Duży wpływ na wynik spotkania miał trzynasty wyścig, w którym wykluczony został Krystian Pieszczek. Podczas gdy 17-latek upadał, Suchecki jechał obok niego. - Miałem dokładny widok na tę sytuację, bo wyszliśmy na 5:1. Widziałem go po lewej stronie, więc pojechałem trochę szerzej. Nagle zobaczyłem, jak wpakował się w niego z krawężnika Sebastian Ułamek. Gdyby wyprzedził go normalnie, to nie byłoby awantury. Bezpardonowo go ściągnął, a w regulaminie sportu żużlowego jest jasno napisane, że nie powinno się tak atakować zawodnika, którego się wyprzedza - zauważył.
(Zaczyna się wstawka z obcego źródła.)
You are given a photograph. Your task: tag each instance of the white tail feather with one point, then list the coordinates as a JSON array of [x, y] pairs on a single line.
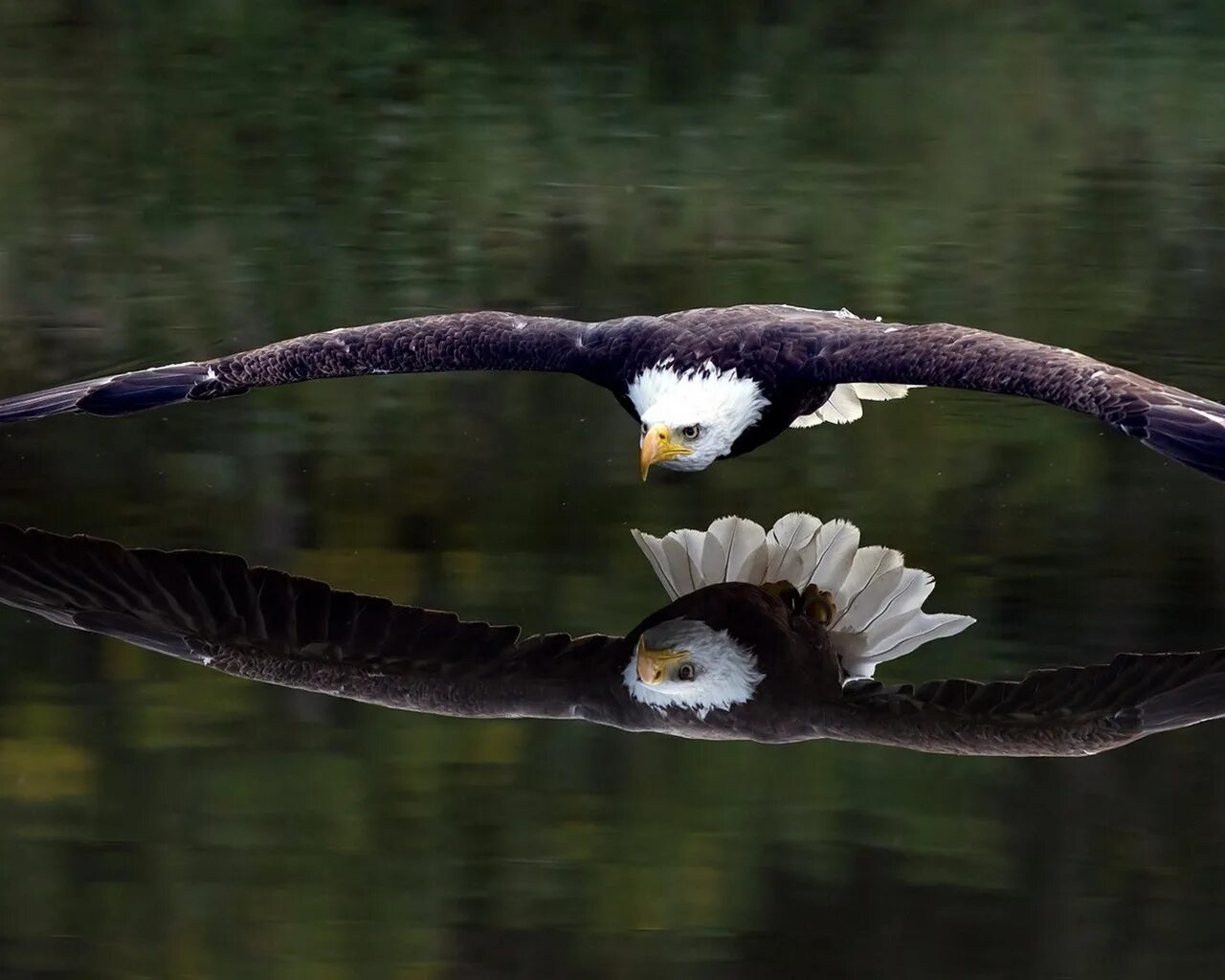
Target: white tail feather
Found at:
[[844, 403], [879, 600]]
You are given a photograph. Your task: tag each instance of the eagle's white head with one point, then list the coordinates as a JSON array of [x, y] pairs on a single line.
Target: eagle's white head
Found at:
[[686, 664], [691, 418]]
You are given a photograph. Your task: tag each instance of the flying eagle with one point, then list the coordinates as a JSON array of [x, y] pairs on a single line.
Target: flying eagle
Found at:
[[701, 384], [753, 659]]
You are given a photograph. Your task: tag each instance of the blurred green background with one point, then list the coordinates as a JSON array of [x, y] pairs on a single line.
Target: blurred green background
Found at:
[[185, 180]]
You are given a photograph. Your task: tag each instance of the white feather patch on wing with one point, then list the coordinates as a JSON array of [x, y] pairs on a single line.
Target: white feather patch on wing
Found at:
[[879, 602], [844, 403]]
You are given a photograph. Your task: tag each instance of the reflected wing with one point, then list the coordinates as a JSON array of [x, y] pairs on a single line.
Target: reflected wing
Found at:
[[835, 349], [270, 626], [1066, 711]]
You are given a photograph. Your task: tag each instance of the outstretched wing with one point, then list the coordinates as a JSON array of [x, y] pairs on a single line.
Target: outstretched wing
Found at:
[[832, 350], [452, 342], [1068, 711], [265, 625]]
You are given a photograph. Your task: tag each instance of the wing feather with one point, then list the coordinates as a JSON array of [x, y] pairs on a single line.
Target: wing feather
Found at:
[[266, 625]]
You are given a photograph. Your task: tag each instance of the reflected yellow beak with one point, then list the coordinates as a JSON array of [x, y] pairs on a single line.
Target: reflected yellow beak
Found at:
[[652, 661], [657, 446]]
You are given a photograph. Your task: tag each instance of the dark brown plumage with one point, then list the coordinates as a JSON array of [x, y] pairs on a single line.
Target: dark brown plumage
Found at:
[[795, 357], [268, 626]]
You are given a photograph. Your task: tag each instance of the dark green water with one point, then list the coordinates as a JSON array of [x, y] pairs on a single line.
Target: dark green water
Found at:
[[179, 183]]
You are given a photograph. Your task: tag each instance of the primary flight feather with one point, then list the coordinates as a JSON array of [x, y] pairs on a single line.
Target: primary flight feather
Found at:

Wreszcie na gdańskich trybunach przyszło więcej osób. Jak dotąd wypożyczony z klubu z Zielonej Góry żużlowiec nie miał okazji startować na Stadionie im. Zbigniewa Podleckiego w czerwono-biało-niebieskich barwach w takiej atmosferze. - Atmosfera była naprawdę super i kibice dodawali nam skrzydeł. Szkoda tego, że spadliśmy. W ostatnim biegu zrobiłem wszystko, aby wyprzedzić rywali i to mi się udało. Mimo wszystko troszeczkę nam zabrakło. Też trochę się gubiłem, punkty uciekały i mi i innym zawodnikom. Szkoda - dodał zmartwiony Suchecki.
Lotos Wybrzeże Gdańsk spadł z ligi, jednak nasz rozmówca liczy na kontynuację jazdy w tym klubie. - Jak najbardziej chcę zostać w Gdańsku, bo działacze mnie bardzo ciepło przyjęli. Dobrze czuję się z kibicami, trenerem i zawodnikami. Wszystko było na najwyższym poziomie. Miałem super warunki i nie pozostało mi nic innego, jak tylko dobra jazda. Cieszę się z własnej dyspozycji, że w ogóle miałem okazję tutaj jeździć. Bardzo chciałem, żebyśmy nadrobili punkty. Nie udało nam się to i jest ciężko - zakończył.
Suchecki chce dalej jeździć w Wybrzeżu
Zbigniew Suchecki po niedzielnym spotkaniu mocno przeżywał spadek Lotosu Wybrzeże do I ligi. Zadeklarował chęć jazdy w gdańskim klubie w kolejnym sezonie.